Roth conversion is attractive assuming your income tax rate is still fairly low. Plus you can pick your own custodian and your own investments. And it is possible to put the Roth at a discount broker and invest in stocks. Most people do not move rollovers to 401k's because IRA or Roth IRA gives you control of your funds, whereas your employer can change rules or investments in your 401k at any time.

As to when to invest in index funds, timing an investment is always difficult. That is an advantage of making regular investments in the same fund. Dollar cost averaging gets some shares at the lowest available price and you buy more shares at the lowest price.

No one does market timing well. We hope that Congress resolves the fiscal cliff problems. Then economic recovery should continue. That makes it a good time to invest. But clearly these are times of uncertainty. In a 401K plan where you make the same contribution every month, this does not matter so much. But it is a concern if you plan to make a large single purchase.
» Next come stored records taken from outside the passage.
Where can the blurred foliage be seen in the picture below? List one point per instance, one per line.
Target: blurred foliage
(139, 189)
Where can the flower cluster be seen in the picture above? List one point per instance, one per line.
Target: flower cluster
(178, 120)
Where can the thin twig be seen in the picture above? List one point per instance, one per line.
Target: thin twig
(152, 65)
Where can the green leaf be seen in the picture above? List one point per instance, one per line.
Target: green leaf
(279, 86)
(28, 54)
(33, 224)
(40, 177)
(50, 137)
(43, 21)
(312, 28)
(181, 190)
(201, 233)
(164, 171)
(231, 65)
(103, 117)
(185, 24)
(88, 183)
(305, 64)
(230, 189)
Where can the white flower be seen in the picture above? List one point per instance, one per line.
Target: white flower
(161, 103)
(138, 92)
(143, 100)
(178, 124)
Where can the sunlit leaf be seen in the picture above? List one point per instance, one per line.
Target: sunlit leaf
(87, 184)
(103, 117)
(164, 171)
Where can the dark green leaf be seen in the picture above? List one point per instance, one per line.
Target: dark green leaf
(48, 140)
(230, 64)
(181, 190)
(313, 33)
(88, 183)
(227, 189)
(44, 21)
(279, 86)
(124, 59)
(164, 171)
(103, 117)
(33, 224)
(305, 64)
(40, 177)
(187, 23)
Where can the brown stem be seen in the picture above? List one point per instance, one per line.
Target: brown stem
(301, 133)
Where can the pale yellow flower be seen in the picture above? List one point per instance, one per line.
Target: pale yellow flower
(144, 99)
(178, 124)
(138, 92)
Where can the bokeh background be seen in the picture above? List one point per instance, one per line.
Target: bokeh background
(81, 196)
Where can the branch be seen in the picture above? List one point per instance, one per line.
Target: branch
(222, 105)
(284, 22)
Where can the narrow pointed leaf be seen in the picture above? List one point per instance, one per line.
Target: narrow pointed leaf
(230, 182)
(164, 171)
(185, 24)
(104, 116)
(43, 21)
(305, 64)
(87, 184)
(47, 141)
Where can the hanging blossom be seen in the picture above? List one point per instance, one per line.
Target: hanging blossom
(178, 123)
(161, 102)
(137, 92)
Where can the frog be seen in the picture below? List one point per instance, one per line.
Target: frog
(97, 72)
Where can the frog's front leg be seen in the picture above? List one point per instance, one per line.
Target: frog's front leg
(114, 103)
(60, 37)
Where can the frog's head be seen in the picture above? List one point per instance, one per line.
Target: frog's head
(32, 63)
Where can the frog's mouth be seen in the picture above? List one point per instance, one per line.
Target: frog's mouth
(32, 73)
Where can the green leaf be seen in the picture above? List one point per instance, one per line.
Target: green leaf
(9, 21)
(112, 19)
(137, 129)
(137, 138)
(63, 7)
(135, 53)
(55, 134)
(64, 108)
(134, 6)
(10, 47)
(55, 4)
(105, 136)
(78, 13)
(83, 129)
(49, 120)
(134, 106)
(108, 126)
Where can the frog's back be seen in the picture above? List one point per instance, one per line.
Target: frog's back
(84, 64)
On emergency funds, think about the largest event that might come up. Suppose your car required a major repair costing say $1000. How would you fund that? With assets of $35K, you can probably come up with the funds in time. Personally I would put it on a credit card and then work out where best to get the funds when the bill comes in. A bond fund usually works well for that, but if you have a portfolio of stocks, in a month you can decide which one to sell. You do take the risk that you might be forced to sell at a loss or at unfavorable times. But the alternative is often lower rates of return. So that is one choice you have to make. You also must decide for yourself how large your emergency fund needs to be. Some do keep funds in money markets for that purpose. An interest bearing checking account can also be used.

As to discount brokers, there are many of them. They are discussed on the Discount Broker discussion board--

http://boards.fool.com/kiplingers-broker-ratings-30321628.as...

They are most up to date on the various brokers. Personally I use Fidelity. They claim to be the largest. They do a good job. They have an office in most major cities for face to face discussion when necessary. They also offer training courses on various investment subjects. And they provide free independent research.

All of the discount brokers I know of seem to do a good job. So pick the one that meets your needs at the best prices.